Over the years, the movement grew, with nearly 100 Catholic Worker Houses at any one time as well as a few communes with the same ideals. Although most are Catholic, religion diversity is accepted, and some are even based on difference religions including Quaker and Buddhist.
Day’s Legacy
By her death in 1980, Dorothy Day had spent over 50 years living in voluntary poverty, putting her life and heart into an active devotion for the gospel and making real positive change for what Jesus would call, “the least of these.” The movement she began is still flourishing and continuing her work and in 2000 the Vatican began the process of considering her for sainthood.
Love is the Measure
Other than the belief that your life should speak your truth, I’ve learned countless lessons from the writings and life of Dorothy Day:
-Some of the best saints were really good sinners too. It was true of St Francis and Buddha as much as with Dorothy Day…it’s just not easy to find that deep spiritual insight until you make it to the darkest corners of the human soul.
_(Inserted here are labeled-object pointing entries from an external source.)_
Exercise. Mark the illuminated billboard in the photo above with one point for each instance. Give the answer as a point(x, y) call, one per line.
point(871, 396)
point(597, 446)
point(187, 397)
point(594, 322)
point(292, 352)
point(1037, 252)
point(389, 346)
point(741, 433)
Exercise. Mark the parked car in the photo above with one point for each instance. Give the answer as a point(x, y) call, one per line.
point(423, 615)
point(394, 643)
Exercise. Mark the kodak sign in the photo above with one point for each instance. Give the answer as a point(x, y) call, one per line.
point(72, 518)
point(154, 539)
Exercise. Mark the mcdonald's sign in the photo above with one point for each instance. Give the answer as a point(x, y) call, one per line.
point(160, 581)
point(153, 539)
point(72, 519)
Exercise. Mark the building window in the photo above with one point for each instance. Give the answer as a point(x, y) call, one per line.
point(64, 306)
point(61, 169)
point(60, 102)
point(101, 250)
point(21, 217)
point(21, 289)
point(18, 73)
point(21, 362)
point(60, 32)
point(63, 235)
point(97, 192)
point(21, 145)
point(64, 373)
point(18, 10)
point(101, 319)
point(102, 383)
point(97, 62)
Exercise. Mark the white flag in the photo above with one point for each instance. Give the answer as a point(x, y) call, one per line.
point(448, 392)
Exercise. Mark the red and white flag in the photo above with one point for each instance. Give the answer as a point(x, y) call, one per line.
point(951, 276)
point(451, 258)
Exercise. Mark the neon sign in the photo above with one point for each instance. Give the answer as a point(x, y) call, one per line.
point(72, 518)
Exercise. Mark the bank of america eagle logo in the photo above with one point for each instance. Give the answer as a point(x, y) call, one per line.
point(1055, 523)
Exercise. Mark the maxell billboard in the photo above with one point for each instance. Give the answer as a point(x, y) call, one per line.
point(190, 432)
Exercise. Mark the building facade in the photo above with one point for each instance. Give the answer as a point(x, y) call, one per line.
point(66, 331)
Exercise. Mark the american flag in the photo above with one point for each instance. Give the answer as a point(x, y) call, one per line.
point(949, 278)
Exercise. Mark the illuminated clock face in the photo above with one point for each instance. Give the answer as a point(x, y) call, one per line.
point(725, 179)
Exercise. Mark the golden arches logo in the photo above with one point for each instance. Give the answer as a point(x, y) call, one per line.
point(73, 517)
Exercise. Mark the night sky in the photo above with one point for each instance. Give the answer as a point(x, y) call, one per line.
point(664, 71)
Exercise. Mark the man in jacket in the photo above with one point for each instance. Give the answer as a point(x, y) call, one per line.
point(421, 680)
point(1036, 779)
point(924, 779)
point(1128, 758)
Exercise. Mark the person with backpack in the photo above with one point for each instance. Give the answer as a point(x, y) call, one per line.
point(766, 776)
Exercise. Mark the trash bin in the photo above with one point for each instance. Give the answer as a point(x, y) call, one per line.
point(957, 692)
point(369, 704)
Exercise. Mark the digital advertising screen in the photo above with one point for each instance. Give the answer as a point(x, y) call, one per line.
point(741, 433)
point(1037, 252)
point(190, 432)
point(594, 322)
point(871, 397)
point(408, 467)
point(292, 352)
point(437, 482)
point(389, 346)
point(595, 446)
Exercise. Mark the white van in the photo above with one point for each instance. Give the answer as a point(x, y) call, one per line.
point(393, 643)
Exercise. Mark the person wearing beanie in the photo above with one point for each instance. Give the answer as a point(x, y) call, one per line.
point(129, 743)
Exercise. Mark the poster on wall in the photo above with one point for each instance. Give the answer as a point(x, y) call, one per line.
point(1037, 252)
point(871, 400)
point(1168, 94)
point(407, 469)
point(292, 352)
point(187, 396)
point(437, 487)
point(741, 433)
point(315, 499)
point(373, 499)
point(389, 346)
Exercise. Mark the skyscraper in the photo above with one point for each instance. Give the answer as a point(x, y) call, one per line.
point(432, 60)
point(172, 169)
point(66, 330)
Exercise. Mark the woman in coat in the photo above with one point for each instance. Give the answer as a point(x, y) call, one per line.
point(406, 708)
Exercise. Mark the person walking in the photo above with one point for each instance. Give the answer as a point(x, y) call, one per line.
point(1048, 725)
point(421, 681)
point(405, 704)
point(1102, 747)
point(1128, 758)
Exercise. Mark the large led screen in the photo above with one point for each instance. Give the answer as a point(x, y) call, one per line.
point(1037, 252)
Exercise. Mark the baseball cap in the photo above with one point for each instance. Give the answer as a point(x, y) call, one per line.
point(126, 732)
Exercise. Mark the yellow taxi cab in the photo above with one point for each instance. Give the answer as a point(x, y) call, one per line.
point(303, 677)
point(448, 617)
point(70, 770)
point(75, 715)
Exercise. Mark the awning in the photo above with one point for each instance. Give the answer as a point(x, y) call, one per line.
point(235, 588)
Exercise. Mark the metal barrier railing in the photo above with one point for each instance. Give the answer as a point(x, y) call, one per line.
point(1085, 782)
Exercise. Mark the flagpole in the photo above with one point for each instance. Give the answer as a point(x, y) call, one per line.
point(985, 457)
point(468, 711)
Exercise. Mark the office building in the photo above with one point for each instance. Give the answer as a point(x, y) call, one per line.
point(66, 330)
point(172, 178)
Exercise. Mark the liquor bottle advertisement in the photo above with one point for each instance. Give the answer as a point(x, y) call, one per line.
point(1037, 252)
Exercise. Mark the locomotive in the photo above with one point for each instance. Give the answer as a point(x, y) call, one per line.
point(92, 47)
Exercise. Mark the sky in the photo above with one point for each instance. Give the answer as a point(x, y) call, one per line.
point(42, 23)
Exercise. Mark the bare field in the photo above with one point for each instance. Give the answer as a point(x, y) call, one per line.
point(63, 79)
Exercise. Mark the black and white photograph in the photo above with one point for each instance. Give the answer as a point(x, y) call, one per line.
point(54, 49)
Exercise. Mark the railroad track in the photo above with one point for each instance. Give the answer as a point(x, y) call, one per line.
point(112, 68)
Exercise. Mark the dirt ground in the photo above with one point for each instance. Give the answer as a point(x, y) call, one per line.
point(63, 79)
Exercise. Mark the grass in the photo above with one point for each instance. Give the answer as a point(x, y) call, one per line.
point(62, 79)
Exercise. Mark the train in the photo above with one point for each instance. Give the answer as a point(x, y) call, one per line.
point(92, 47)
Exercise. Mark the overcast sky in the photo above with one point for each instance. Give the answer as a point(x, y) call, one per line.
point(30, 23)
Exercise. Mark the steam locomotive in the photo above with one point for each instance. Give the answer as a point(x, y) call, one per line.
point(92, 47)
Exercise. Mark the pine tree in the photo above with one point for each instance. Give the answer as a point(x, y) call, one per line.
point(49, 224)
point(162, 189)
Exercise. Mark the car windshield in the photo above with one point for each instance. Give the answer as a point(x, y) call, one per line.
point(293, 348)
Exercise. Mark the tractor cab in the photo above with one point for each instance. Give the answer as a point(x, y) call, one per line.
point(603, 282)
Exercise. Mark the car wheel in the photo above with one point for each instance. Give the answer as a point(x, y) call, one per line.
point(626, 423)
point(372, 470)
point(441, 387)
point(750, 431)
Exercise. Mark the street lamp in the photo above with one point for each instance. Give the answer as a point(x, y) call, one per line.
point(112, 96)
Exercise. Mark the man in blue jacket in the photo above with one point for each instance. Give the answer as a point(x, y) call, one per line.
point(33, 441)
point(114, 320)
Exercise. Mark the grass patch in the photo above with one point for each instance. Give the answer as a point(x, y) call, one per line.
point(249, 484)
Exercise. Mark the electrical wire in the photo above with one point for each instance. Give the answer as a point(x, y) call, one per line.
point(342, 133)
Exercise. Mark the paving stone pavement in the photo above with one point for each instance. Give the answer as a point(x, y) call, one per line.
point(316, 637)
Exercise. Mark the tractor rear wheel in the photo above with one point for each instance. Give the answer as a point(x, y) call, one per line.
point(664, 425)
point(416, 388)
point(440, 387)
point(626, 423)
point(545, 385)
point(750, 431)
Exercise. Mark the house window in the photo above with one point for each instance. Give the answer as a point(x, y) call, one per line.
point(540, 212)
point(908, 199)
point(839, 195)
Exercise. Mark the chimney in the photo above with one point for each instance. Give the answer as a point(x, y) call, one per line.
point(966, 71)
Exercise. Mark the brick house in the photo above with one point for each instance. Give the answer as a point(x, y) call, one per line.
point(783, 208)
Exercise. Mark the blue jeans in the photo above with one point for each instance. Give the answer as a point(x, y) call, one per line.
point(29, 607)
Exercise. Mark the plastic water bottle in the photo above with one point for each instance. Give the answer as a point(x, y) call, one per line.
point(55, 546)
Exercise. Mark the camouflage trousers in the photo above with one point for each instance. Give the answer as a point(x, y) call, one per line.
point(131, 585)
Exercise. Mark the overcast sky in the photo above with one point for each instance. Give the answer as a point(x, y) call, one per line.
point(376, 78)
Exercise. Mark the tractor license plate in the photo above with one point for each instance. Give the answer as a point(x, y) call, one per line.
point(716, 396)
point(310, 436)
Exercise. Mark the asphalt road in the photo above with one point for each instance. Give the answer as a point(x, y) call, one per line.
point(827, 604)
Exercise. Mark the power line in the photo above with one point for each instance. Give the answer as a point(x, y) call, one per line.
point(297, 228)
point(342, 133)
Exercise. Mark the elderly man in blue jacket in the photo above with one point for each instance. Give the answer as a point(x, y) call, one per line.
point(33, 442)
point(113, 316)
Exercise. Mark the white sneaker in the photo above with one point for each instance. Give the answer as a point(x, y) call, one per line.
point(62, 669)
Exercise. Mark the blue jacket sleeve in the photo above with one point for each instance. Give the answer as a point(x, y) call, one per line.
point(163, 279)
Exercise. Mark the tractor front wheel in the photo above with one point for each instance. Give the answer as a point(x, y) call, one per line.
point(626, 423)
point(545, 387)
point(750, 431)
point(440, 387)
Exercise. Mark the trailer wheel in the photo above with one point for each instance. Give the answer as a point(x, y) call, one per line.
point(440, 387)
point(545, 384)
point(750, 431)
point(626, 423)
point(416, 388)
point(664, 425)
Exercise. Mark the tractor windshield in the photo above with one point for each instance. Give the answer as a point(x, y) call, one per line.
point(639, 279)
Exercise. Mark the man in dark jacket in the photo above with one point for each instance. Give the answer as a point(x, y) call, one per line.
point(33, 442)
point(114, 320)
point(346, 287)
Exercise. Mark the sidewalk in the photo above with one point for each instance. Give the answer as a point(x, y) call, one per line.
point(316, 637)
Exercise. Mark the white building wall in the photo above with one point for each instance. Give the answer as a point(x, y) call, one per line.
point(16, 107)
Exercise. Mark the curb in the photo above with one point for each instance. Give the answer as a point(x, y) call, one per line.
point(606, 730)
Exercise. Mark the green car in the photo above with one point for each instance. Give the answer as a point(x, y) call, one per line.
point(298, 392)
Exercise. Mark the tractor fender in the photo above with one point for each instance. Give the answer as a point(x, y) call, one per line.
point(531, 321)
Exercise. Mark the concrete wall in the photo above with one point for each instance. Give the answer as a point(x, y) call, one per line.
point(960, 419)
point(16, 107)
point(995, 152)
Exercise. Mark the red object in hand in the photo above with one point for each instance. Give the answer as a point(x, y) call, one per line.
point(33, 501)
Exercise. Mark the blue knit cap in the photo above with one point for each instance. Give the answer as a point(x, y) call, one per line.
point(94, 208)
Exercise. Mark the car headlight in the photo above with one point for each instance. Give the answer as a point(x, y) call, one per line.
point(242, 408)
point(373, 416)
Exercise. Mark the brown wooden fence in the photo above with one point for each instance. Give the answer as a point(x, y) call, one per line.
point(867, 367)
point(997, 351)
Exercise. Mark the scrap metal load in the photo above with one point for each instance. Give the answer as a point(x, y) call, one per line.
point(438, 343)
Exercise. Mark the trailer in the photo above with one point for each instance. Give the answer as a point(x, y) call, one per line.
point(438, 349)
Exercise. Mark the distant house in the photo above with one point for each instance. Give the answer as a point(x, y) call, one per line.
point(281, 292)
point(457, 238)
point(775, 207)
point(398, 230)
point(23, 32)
That doesn’t mean to just go nuts with the veniality, but to search for truth and do it on your own terms. When it’s real to you because you found it yourself, you can move mountains.
-Poverty can’t stop you if you have faith. The Catholic Worker Movement started with nothing. They never had a fundraiser. They never were sponsored by big rich fellows. But they grew and inspired and changed countless lives.
Pray, visualize, do that stuff “The Secret” tells you to do, whatever, just believe in your purpose enough and the cosmos will make a way no matter how little you have to begin with.
-A child is one of the most precious gifts you could have. Honestly, I wasn’t interested in having my own children until I ready Dorothy Day’s account of her daughter’s birth. She made me realize how beautiful child birth is and how lucky I am to be a women who can bring a baby into the world.
Her quick conversion to what seemed to be her true calling came with pregnancy and showed me how powerful a new life can be for anyone.
-Change is a struggle, enjoy the ride. Day was jailed several times, lived in poverty, and had to deal with all kinds of difficult people on a daily basis. Instead of getting weary and giving up, she got weary, wrote and learned from it, and went on. Until the day of her death, she was still working for reform and following what she believed God called her to do.
-Weird little street dudes could change your life forever. Well I don’t know if this is very true for most people, but I still like to believe so.
-Love isn’t easy. Work at it anyway. Day once wrote, “Love must be tried and tested and proved. It must be tried as though by fire, and fire burns.”
When you feel defeated and overwhelmed it’s the last thing you feel like doing. But only through love, through compassion and empathy, will anything worthwhile ever come about. So love till it hurts and then love some more. Eventually it will be your ever-burning torch you can light the world with.